Local storage [4/4]: Use raw zvols#9593
Conversation
Request the new *raw* zvol type when creating disks backed by local storage. Using raw zvols requires waiting for them to be initialized, which the instance start saga is now responsible for polling. In the instance start saga, ensure each raw zvol in parallel because this can take some time. This PR also explicitly removes the inherited encryption for these zvols. This is accomplished by changing `EncryptionDetails` to be an enum where the call site now has to explicitly choose between inheriting the parent dataset's encryption, using `aes-256-gcm`, and explicitly setting encryption off. Also chopped out is setting `volblocksize`: this was a mistake to set, and it should instead be left to the default value. Still to do is to revisit the overhead reserved for zvols: the previous emperical value was not for the new raw zvol type. This is tracked by oxidecomputer#9591. Fixes oxidecomputer#9519.
illumos-utils/src/zfs.rs
Outdated
| match execute_async(cmd).await { | ||
| Ok(_) => Ok(()), | ||
| Ok(_) => { | ||
| // no-op |
There was a problem hiding this comment.
Does this just mean "Command succeeded, nothing else to do"?

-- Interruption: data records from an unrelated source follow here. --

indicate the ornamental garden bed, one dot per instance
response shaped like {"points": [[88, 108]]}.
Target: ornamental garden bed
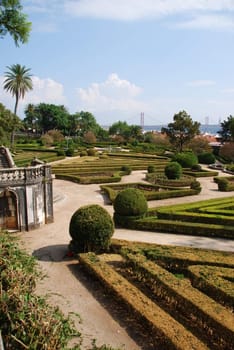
{"points": [[211, 218], [165, 289], [151, 192]]}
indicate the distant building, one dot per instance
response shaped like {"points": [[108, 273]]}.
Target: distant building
{"points": [[26, 196]]}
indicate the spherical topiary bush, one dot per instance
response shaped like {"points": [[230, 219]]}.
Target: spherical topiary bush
{"points": [[186, 159], [173, 170], [129, 204], [91, 152], [151, 169], [91, 228], [206, 158]]}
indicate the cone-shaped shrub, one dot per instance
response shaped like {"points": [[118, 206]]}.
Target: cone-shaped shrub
{"points": [[91, 228]]}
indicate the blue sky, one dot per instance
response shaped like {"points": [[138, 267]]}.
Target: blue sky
{"points": [[118, 58]]}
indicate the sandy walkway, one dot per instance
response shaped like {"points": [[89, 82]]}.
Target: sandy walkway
{"points": [[70, 287]]}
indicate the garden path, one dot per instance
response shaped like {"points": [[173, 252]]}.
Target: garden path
{"points": [[71, 289]]}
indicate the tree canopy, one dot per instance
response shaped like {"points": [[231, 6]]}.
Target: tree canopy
{"points": [[227, 129], [13, 21], [182, 130], [8, 123], [125, 131], [17, 81]]}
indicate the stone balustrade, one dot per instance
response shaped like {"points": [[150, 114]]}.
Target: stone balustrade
{"points": [[24, 176]]}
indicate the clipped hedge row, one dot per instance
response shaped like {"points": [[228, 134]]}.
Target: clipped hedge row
{"points": [[195, 217], [197, 308], [225, 183], [202, 173], [168, 333], [215, 282], [151, 192], [187, 228]]}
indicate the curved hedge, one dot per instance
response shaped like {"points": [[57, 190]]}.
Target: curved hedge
{"points": [[91, 228]]}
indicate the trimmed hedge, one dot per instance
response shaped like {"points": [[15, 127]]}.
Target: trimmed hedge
{"points": [[197, 308], [168, 333]]}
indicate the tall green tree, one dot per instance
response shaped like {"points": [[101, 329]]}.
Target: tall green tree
{"points": [[126, 131], [182, 130], [87, 122], [227, 129], [13, 21], [49, 117], [8, 123], [17, 81]]}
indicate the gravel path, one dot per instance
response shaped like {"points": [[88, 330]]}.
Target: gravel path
{"points": [[68, 285]]}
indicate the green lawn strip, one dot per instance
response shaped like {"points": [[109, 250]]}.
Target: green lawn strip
{"points": [[169, 333], [215, 281], [197, 308]]}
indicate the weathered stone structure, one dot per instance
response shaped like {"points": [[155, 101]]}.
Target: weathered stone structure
{"points": [[26, 196]]}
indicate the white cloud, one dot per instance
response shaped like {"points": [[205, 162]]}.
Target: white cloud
{"points": [[228, 91], [219, 22], [114, 95], [139, 9], [201, 83], [44, 90]]}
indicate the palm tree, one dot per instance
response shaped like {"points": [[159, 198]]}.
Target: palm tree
{"points": [[18, 81]]}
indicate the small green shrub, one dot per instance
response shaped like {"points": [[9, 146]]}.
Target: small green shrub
{"points": [[196, 167], [130, 202], [206, 158], [222, 184], [195, 185], [173, 170], [83, 153], [91, 228], [70, 152], [151, 169], [186, 159], [91, 152], [126, 168], [60, 152]]}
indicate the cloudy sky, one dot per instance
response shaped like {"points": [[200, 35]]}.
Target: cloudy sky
{"points": [[119, 58]]}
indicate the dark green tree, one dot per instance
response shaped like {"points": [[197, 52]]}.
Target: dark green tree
{"points": [[125, 131], [87, 122], [227, 129], [17, 81], [182, 130], [49, 117], [8, 123], [13, 21]]}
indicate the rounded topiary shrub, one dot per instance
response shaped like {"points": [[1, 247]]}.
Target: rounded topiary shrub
{"points": [[91, 152], [206, 158], [186, 159], [196, 167], [83, 153], [91, 228], [130, 202], [151, 169], [173, 170]]}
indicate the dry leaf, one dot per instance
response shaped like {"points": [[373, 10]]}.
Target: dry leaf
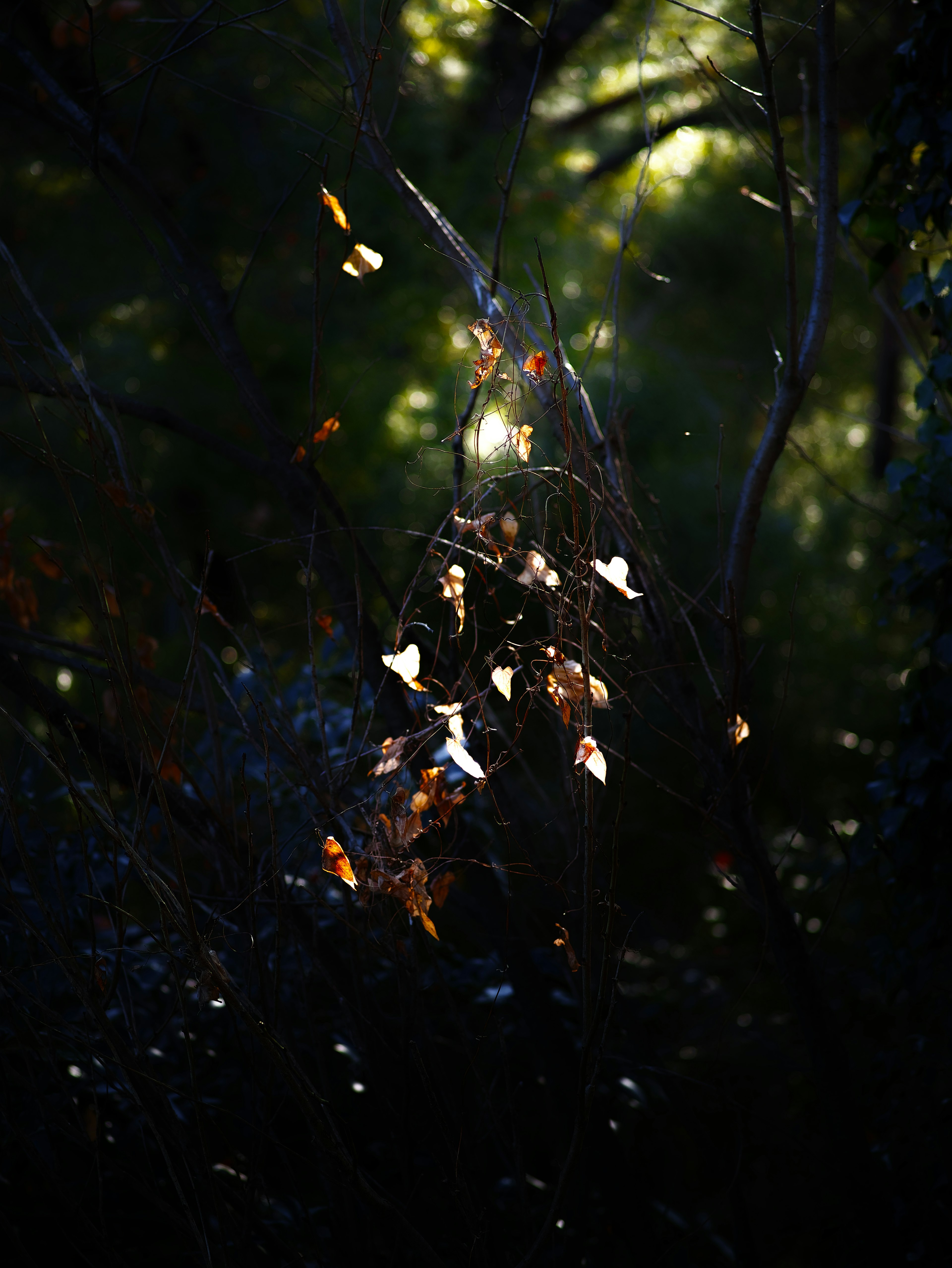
{"points": [[326, 428], [534, 366], [538, 570], [440, 888], [46, 565], [509, 524], [490, 350], [503, 680], [335, 861], [336, 210], [523, 445], [406, 664], [566, 684], [617, 572], [591, 756], [362, 260], [453, 582], [563, 941], [392, 758], [464, 761]]}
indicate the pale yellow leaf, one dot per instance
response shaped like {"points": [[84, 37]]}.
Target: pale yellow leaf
{"points": [[617, 574], [503, 680], [463, 760], [406, 664], [362, 260], [591, 756]]}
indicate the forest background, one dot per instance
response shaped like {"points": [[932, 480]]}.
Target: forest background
{"points": [[367, 1091]]}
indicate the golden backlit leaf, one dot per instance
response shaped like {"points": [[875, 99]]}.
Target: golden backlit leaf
{"points": [[453, 582], [538, 570], [326, 428], [440, 888], [336, 210], [392, 758], [509, 524], [617, 574], [523, 445], [335, 861], [534, 366], [463, 760], [47, 566], [563, 941], [362, 260], [406, 664], [490, 350], [567, 684], [591, 756], [503, 680]]}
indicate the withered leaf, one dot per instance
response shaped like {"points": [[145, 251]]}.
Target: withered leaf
{"points": [[406, 664], [463, 760], [591, 756], [617, 574], [534, 366], [336, 210], [563, 941], [452, 584], [538, 570], [326, 428], [490, 350], [335, 861], [362, 260], [503, 680], [566, 684], [523, 444], [392, 756], [509, 524]]}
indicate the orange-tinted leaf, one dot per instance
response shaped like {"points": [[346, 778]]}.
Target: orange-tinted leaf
{"points": [[490, 350], [362, 260], [534, 366], [523, 444], [46, 565], [563, 941], [406, 664], [509, 524], [538, 570], [591, 756], [117, 495], [440, 888], [336, 210], [326, 428], [336, 863]]}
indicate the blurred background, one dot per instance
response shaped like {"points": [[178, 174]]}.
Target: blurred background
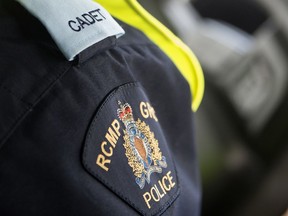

There was a problem hiding this comment.
I was a little confused that "no-op" meant "yeah I did it and it worked"
illumos-utils/src/zfs.rs
Outdated
| // Open the raw zvol and read from it. If EINPROGRESS is seen from | ||
| // the read, then it's not done initializing yet. We can't delete it | ||
| // until it's fully done, so return the `NotReady` variant to signal | ||
| // upstack that it should poll. |
There was a problem hiding this comment.
that's a bummer; @grwilson is this something we could change in the future?
There was a problem hiding this comment.
There will be an ioctl interface that will allow for the appstack to stop the initialization so that the process can be canceled or aborted.
There was a problem hiding this comment.
8c4376b changes to use DKIOCRAWVOLSTOP to stop the init
illumos-utils/src/zfs.rs
Outdated
| // Open the raw zvol and read from it. If EINPROGRESS is seen from | ||
| // the read, then it's not done initializing yet. We can't delete it | ||
| // until it's fully done, so return the `NotReady` variant to signal | ||
| // upstack that it should poll. |
There was a problem hiding this comment.
would it be worth creating a fn that delete and create both call rather than having the duplicated code?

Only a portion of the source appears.